There is no presumption of innocence: in the Due Diligence regulations, the onus is on millers and importers to prove legality. If you are found to have processed or imported illegal timber there are penalties up to five years imprisonment and very large fines.
Even if you did not knowingly or intentionally do this, you can still be found guilty as all the courts have to find is you did it “recklessly” or were negligent. In addition there are civil penalties based on strict liability, meaning lack of intent is irrelevant.
If you import or process anything illegally logged, unknowingly or deliberately, you are automatically guilty. Innocent businesses can be entered and searched for monitoring purposes (not merely investigation and enforcement) in addition to being required to submit reports to show compliance.
The bill relies on the Orwellian assumption that it is possible for saw millers and importers to have knowledge of all the laws, regulations, codes, rules and treaties in the State and country of harvest, and to know that all such laws have been complied with.
As I discussed recently, WWF is seeking to use voluntary certification systems to “transform” markets by applying pressure to companies holding strategic positions in the supply chain such as dominant consumer goods manufacturers and retailers.
It is by no means coincidental that WWF established a timber “sustainability” program that, amongst other things, involves supply chain certification. This has now been largely incorporated into the Forest Stewardship Council’s (FSC) certification scheme.
Large retailers and consumer food companies in Europe and the US already demand compliance with FSC’s sustainability standards when sourcing timber, notwithstanding its impact on costs.
Even the World Bank has given exclusive endorsement to FSC certification schemes for forest products, effectively making compliance a pre-requisite for many sources of finance.
The European Union already has a similar regime to the Australian bill, imposing an obligation on timber importers that is difficult to meet except by participation in a certification scheme sponsored by a green NGO. This not only satisfies the global ambitions of the NGOs but also restricts entry to the European market of products that are cheaper than goods produced in the EU, a form of green protectionism that experts claim breaches WTO rules.
Some in the local timber industry similarly believe the Australian bill will protect them from imports. In fact, domestic millers will struggle to comply, with NGOs out to shut down hardwood logging while State forestry departments, which control most of the native forests, lack resources and are largely indifferent to the risks.
Farmers wanting to harvest trees on their property already face state laws and regulations. In NSW, for example, they must negotiate the Environmental Planning and Assessment Act and the Native Vegetation Act.
They must also comply with federal legislation such as the Environment Protection and Biodiversity Conservation Act.
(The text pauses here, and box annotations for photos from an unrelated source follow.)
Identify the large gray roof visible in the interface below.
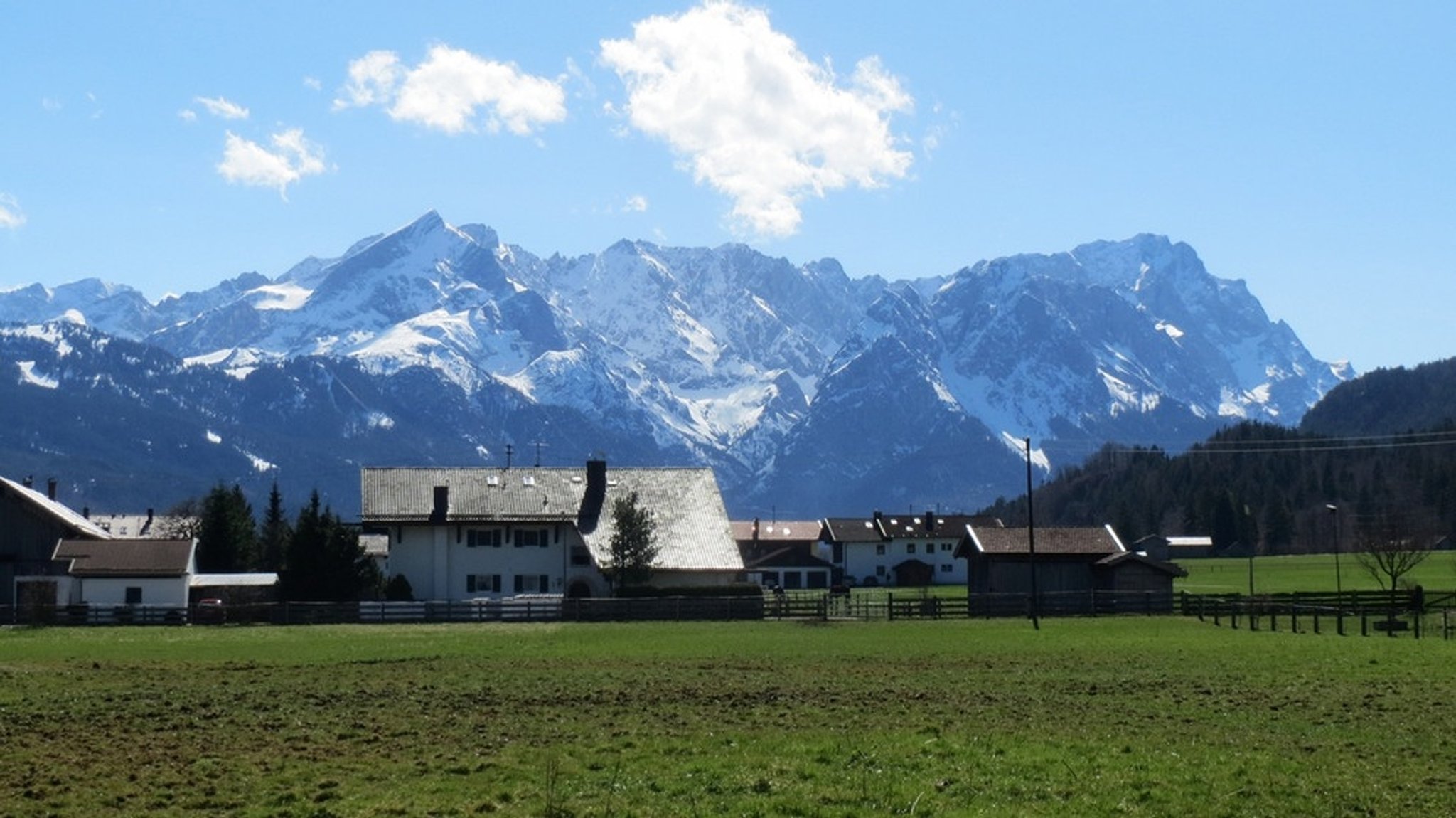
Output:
[0,477,111,540]
[53,540,195,576]
[360,467,742,570]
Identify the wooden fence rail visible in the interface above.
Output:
[1178,588,1456,639]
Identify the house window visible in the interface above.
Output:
[515,528,549,548]
[464,528,501,548]
[464,573,501,594]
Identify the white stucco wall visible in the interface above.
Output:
[74,576,188,605]
[389,523,606,600]
[843,537,965,585]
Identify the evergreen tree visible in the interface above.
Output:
[603,492,661,588]
[282,489,383,602]
[196,483,257,573]
[257,480,293,570]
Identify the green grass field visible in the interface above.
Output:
[1174,552,1456,594]
[0,617,1456,818]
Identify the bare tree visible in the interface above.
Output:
[603,492,661,590]
[1356,512,1435,608]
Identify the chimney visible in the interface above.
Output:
[429,486,450,523]
[587,459,607,496]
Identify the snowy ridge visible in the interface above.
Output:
[0,211,1354,515]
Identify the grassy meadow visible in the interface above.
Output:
[1174,552,1456,594]
[0,617,1456,818]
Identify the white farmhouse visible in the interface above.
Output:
[361,460,742,600]
[54,540,196,608]
[821,511,981,587]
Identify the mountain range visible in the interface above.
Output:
[0,213,1353,518]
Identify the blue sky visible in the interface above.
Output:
[0,0,1456,371]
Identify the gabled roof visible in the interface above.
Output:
[824,516,885,543]
[879,512,1000,540]
[51,540,195,576]
[742,546,835,570]
[0,477,111,540]
[955,526,1127,556]
[360,467,742,570]
[732,520,824,543]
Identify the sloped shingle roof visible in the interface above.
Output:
[53,540,193,576]
[360,467,742,570]
[824,516,885,543]
[732,520,823,543]
[0,477,111,540]
[957,526,1127,556]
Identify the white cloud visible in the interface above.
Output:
[601,1,914,235]
[333,45,567,137]
[217,128,325,199]
[0,193,25,230]
[192,96,247,119]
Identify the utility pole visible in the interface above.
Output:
[1027,438,1041,630]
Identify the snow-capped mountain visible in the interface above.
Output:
[0,213,1351,516]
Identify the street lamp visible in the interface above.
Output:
[1325,502,1342,600]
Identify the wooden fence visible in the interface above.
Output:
[0,590,1174,625]
[1178,590,1456,639]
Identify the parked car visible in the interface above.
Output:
[192,597,227,625]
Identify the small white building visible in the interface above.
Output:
[823,511,978,587]
[54,540,196,607]
[360,460,742,600]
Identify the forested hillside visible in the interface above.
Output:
[985,361,1456,553]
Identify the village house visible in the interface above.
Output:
[361,460,744,600]
[53,540,196,608]
[0,477,111,605]
[821,511,985,587]
[955,524,1187,612]
[732,518,835,591]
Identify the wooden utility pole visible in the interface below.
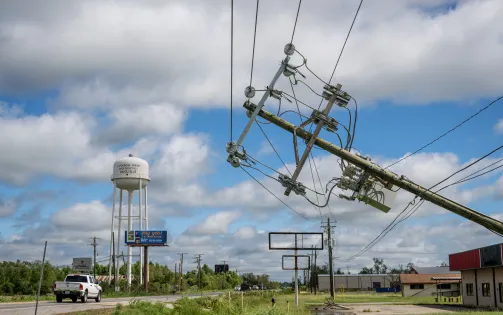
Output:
[140,246,149,292]
[178,253,188,291]
[35,241,47,315]
[243,101,503,234]
[194,254,203,292]
[90,236,101,278]
[322,217,335,300]
[109,232,118,287]
[173,263,178,292]
[314,249,318,295]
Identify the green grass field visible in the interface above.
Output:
[277,292,462,304]
[55,292,503,315]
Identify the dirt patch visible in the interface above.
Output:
[339,304,466,315]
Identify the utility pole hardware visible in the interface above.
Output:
[243,101,503,234]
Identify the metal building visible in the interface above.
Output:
[318,274,399,291]
[449,243,503,307]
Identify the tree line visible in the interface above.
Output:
[0,260,280,295]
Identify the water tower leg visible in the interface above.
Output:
[138,178,143,284]
[127,190,133,287]
[108,182,116,285]
[115,189,123,292]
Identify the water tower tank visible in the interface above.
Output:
[112,154,150,190]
These are full of grey areas. When does a sapling become a tree, for example? When does allowable clearing of regrowth become illegal clearing of timber? A breach of any of these in the course of harvesting timber, even if no prosecution occurs, could make the saw miller liable for accepting the logs.
Perhaps all this might have some justification if there was a major problem with illegally harvested log imports, as asserted by environmental NGOs. But that is not the case. In reality, 90% of the volume of imported sawn timber imports comes from countries of negligible risk such as the EU, Canada, USA and New Zealand.
Of the remaining 10%, a maximum of 30% is potentially illegal. Furthermore domestic logs comprise 80% of Australia’s sawn timber usage. That means only 2% of Australia’s sawn timber is from high risk countries. Even if 30% of that is illegal, it equates to less than 1% of the total.
Even the explanatory memorandum to the bill puts it into perspective, stating that “Australia’s estimated share of the economic, social and environmental costs of global illegal logging [is] … around $23 million per annum”. This is a paltry amount considering “social” costs are invariably an inflated guess.